More than a third of a century later, the U.S. Supreme Court overturned the death sentence of an intellectually disabled killer in Starke
The news today at the top of the front: The U.S. Supreme Court on Tuesday struck down the death sentence of Freddie Lee Hall, who killed a Hernando County sheriff's deputy and a pregnant woman in Sumter County on the same day in 1978. Three things I underlined in the Times' editorial:
1. The difficulty in defining which death row inmates are so intellectually disabled they should not be executed is one more reason to stop imposing the death penalty. The U.S. Supreme Court on Tuesday prudently overturned a Florida law that says inmates with an IQ score above 70 cannot be considered intellectually disabled and avoid a death sentence. But the court gave little guidance to the Florida Legislature about how to better define when someone is so intellectually disabled that executing him would violate the U.S. Constitution's ban against cruel and unusual punishment. The likelihood that Florida legislators will set politics aside to craft a thoughtful response ranges between slim and none.
2. "Florida's law contravenes our nation's commitment to dignity and its duty to teach human decency as the mark of a civilized world."

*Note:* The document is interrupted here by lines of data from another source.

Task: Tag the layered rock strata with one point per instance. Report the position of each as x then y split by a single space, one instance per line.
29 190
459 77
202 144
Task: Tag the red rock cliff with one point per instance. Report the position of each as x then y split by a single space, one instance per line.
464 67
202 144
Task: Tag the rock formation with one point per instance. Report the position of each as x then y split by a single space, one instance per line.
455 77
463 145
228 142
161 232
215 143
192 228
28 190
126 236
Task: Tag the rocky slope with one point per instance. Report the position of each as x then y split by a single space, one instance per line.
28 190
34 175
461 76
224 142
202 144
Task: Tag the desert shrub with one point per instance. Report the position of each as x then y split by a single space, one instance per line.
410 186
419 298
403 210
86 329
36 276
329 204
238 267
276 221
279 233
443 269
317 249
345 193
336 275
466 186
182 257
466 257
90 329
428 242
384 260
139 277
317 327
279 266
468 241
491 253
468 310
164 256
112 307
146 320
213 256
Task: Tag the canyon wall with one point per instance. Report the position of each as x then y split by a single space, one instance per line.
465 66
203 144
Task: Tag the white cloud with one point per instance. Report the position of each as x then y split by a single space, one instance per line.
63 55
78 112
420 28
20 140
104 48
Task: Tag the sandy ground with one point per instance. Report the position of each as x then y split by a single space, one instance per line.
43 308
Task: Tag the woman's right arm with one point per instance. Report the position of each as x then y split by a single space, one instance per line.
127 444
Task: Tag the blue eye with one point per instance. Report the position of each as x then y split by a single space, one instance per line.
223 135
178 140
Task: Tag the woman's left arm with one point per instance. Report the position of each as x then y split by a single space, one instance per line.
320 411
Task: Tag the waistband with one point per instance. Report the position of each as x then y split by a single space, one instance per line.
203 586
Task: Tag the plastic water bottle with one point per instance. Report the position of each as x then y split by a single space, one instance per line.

3. The same criticism applies to the death penalty overall. Other states that are struggling to mix an effective lethal cocktail of drugs for executions are pondering a return to firing squads or the electric chair. In Florida, the deadly injections are working just fine at Florida State Prison, and Gov. Rick Scott is signing death warrants at a faster pace. That hardly reflects human decency in a civilized world.